MuTect2 Pitfalls

The standard parameters in MuTect2 (GATK v3.7) are very strict. For example, a somatic variant (no matter its frequency in the tumor sample) is discarded if the variant is seen in more than one read in the normal sample. This is particularly problematic for panel sequencing with read depths >1000X in targeted regions.

We propose solving this issue by raising the values of two MuTect2 parameters as indicated in the table below. By setting max_alt_alleles_in_normal_count to a very high number (there is no option to completely disable this filter), we never discard variants based on the absolute count of ALT alleles in the normal sample. Furthermore, we allow up to 10% of the normal reads to contain the ALT allele.

Parameter Default Proposed
max_alt_alleles_in_normal_count 1 10000000
max_alt_allele_in_normal_fraction 0.03 0.10

These more relaxed settings inevitable lead to an increased number of false positives. We filter those using custom filters (described below).

Motivation

The IGV screenshot below shows an example of a variant in TP53 which is not called by MuTect2 with default parameters. The allele frequency in the tumor sample is 58% (1528/2634). However, the variant is filtered out by MuTect2, because it fails both filters above. The allele frequency in the normal sample is 1.1% (21/1920).

_images/TP53.png

Downstream Filters

MuTect2 with standard parameters makes many false positive calls in noisy regions, and this only gets worse with the relaxed paramter settings. For example, the TSC1 variant in the screenshot below is not filtered by MuTect2, although it is clearly noise.

_images/TSC1.png

Another typical cause of false positives is similar allele frequencies in tumor and normal. MuTect2 will call variants in the tumor sample as somatic, as long as their frequencies in the normal sample are not above the 10% cut-off. In some cases, we therefore end up calling variants with higher allele frequencies in the normal than in the tumor as somatic.

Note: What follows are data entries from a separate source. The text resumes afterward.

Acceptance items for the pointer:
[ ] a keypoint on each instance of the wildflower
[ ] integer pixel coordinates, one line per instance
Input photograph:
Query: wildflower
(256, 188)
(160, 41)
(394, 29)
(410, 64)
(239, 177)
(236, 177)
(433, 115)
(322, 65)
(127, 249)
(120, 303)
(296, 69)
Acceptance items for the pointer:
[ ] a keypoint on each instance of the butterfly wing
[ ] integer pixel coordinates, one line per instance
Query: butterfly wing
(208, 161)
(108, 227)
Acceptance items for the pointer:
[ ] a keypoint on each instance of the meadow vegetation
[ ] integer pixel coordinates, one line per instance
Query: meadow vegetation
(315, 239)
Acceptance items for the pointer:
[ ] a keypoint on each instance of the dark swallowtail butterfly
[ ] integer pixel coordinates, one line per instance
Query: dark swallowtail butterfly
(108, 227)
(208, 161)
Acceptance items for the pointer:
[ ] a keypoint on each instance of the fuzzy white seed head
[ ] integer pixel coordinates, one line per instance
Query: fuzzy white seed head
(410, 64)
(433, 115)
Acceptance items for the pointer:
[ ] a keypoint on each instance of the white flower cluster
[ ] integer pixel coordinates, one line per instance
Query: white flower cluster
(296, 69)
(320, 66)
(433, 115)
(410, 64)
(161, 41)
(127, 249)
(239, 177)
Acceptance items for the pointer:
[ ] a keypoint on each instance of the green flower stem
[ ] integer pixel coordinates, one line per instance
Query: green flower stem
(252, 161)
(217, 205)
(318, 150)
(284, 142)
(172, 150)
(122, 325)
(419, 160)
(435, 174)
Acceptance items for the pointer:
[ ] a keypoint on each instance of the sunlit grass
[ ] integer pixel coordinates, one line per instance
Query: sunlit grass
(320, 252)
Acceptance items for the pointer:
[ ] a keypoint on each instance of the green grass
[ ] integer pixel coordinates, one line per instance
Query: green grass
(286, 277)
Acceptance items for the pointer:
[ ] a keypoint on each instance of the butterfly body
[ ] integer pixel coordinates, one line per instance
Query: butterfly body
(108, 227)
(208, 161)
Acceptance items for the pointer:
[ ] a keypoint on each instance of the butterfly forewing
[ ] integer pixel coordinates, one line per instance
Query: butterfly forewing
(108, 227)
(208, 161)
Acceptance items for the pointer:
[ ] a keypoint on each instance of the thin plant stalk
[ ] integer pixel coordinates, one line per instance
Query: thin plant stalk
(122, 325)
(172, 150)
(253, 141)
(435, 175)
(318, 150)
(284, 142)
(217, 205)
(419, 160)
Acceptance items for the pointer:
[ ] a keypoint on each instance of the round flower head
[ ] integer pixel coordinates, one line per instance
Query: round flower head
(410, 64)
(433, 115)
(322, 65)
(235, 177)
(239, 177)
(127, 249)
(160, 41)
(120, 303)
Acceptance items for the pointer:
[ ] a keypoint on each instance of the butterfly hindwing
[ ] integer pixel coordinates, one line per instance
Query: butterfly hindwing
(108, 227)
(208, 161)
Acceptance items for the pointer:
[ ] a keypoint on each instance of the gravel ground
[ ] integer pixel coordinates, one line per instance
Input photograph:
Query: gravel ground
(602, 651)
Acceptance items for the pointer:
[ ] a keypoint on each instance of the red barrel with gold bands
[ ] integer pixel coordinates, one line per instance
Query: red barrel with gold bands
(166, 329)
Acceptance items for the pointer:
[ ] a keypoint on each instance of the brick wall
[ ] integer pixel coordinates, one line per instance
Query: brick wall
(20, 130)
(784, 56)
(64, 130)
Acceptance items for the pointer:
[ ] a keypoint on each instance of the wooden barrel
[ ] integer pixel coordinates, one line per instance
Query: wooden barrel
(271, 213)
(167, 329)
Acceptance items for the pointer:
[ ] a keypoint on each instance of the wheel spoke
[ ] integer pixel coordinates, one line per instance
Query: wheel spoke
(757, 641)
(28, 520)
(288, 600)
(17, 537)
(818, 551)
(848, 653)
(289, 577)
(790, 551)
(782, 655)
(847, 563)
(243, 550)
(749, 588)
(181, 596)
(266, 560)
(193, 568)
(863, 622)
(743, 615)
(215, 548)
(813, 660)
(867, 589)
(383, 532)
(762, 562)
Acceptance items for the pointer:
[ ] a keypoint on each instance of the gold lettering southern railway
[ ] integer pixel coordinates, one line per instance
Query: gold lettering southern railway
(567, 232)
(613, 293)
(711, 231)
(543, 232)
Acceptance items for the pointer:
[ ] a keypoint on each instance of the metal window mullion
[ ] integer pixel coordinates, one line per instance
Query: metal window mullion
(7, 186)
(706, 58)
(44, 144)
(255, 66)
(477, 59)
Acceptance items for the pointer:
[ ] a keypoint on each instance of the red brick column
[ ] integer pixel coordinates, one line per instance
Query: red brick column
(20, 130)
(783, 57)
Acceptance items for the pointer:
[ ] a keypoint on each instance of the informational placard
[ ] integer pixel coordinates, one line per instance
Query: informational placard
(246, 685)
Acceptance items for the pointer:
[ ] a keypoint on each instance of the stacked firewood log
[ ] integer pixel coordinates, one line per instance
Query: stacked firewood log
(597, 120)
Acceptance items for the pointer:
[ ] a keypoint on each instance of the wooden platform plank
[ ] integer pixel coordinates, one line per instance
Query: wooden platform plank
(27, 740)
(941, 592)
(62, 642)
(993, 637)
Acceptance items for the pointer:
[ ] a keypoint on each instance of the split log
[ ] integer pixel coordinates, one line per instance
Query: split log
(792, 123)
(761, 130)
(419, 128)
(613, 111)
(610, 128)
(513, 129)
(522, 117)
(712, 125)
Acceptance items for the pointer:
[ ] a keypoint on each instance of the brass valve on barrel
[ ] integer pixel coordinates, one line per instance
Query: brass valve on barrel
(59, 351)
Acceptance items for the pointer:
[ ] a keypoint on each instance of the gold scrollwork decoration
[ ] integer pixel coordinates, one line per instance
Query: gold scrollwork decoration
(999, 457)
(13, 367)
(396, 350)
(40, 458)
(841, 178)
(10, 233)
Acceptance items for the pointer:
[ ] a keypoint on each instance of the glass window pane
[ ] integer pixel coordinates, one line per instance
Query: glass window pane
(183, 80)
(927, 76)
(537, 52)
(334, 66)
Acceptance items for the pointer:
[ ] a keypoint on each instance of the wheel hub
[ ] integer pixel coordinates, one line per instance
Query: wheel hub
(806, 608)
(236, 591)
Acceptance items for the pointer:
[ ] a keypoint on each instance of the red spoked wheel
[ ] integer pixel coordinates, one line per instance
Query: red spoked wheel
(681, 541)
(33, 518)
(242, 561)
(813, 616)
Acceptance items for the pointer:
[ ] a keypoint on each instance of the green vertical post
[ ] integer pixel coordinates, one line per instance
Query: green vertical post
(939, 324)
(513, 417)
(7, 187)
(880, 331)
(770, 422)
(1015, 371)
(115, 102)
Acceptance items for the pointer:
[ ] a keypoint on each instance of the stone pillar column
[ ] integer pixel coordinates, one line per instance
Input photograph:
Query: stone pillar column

To deal with the issue of false positives, we propose the following two metrics calculated from info in the MuTect2 VCF files:

\[\begin{split}S_{AF} = \begin{cases}1-\frac{AF_{normal}}{AF_{tumor}}&\text{if}\quad AF_{tumor}>AF_{normal}\\0&\text{otherwise}\end{cases}\\[12pt] S_{QSS} = \begin{cases}\frac{QSS_{tumor}}{AD_{tumor}}&\text{if}\quad AD_{tumor}>0\\0&\text{otherwise}\end{cases}\end{split}\]

We have found that filtering samples not meeting these three criteria:

\[AF_{tumor} > 0.02,\quad S_{QSS} > 20,\quad\text{and}\quad S_{AF} > 0.75\]

effectively eliminates all false positives and never removes genuine variants.

The rationale behind these values is as follows: The QSS score is the average base quality of variant bases. If this is below 20, the region is very noisy, and the variant is not likely to be genuine. Furthermore, note that \(S_{AF} > 0.75\) is equivalent to \(AF_{tumor} > 4\cdot AF_{normal}\), which means that a variant with a “high” frequency in the normal sample is not called as somatic, unless its frequency in the tumor sample is “much” higher.

Adding Second Variant Caller

Despite the optimization of MuTect2 described above, important variants may still be missed. The screenshot below shows a clear hotspot variant (BRAF V600E) filtered out by MuTect2. This particular variant has been independently validated using a complimentary method.

_images/BRAF.png

In fact, MuTect2 not only filters out V600E but also a variant in the neighboring codon. The explanation for both variants being filtered is indicated as clustered_events and multi_event_alt_allele_in_normal in the VCF file.

Simply disabling these filters leads to an explosion in false positive calls. Instead, we have found that using an additional variant caller besides MuTect2 may rescue erroneously filtered variants. More precisely, we run VarScan2 and check if any high confidence variants were also called (but subsequently filtered) by MuTect2. If so, we keep these in a separate file for manual inspection. In the particular example above, both BRAF variants are rescued with no extra false positives added.